The shoulder consists of the scapula, coracoid, and humerus. The humerus joins the radius and ulna to form the elbow. The carpus and metacarpus form the "wrist" and "hand" of the bird, and the digits are fused together. The bones in the wing are extremely light so that the bird can fly more easily.
The hips consist of the pelvis, which includes three major bones: the ilium, ischium, and pubis. These are fused into one. Innominate bones are evolutionary significant in that they allow birds to lay eggs. They meet at the acetabulum and articulate with the femur, which is the first bone of the hind limb.
The upper leg consists of the femur. At the knee joint, the femur connects to the tibiotarsus and fibula. The tarsometatarsus forms the upper part of the foot, digits make up the toes. The leg bones of birds are the heaviest, contributing to a low center of gravity, which aids in flight. A bird's skeleton accounts for only about 5% of its total body weight.

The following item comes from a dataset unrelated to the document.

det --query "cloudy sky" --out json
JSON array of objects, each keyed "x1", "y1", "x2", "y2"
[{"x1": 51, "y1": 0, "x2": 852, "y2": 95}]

They have a greatly elongate tetradiate pelvis, similar to some reptiles. The hind limb has an intra-tarsal joint found also in some reptiles. There is extensive fusion of the trunk vertebrae as well as fusion with the pectoral girdle.

Wings

Feet

are classified as anisodactyl, zygodactyl, heterodactyl, syndactyl or pamprodactyl. Anisodactyl is the most common arrangement of digits in birds, with three toes forward and one back. This is common in songbirds and other perching birds, as well as hunting birds like eagles, hawks, and falcons.
Syndactyly, as it occurs in birds, is like anisodactyly, except that the second and third toes, or three toes, are fused together, as in the belted kingfisher Ceryle alcyon. This is characteristic of Coraciiformes.

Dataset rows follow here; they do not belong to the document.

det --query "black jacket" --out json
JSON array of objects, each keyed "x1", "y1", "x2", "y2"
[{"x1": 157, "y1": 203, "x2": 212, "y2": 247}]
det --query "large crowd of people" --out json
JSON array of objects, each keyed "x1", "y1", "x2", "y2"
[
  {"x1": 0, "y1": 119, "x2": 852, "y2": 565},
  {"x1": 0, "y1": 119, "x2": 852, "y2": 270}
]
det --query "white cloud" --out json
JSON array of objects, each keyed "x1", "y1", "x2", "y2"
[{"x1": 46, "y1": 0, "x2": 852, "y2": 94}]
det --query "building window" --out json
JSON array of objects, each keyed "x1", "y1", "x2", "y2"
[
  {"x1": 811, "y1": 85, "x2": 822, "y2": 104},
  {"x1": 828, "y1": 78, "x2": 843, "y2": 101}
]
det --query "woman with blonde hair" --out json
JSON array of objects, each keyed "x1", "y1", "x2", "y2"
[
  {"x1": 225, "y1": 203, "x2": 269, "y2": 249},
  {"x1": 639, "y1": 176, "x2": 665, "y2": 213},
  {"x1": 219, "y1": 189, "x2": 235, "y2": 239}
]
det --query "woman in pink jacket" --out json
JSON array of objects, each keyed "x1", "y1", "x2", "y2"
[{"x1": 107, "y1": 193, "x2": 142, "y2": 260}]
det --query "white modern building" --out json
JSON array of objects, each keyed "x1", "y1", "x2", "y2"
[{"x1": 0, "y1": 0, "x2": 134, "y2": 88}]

Zygodactyl feet have two toes facing forward and two back. This arrangement is most common in arboreal species, particularly those that climb tree trunks or clamber through foliage. Zygodactyly occurs in the parrots, woodpeckers, cuckoos, and some owls. Zygodactyl tracks have been found dating to 120–110 Ma, 50 million years before the first identified zygodactyl fossils.
Heterodactyly is like zygodactyly, except that digits three and four point forward and digits one and two point back. This is found only in trogons, while pamprodactyl is an arrangement in which all four toes may point forward, or birds may rotate the outer two toes backward. It is a characteristic of swifts.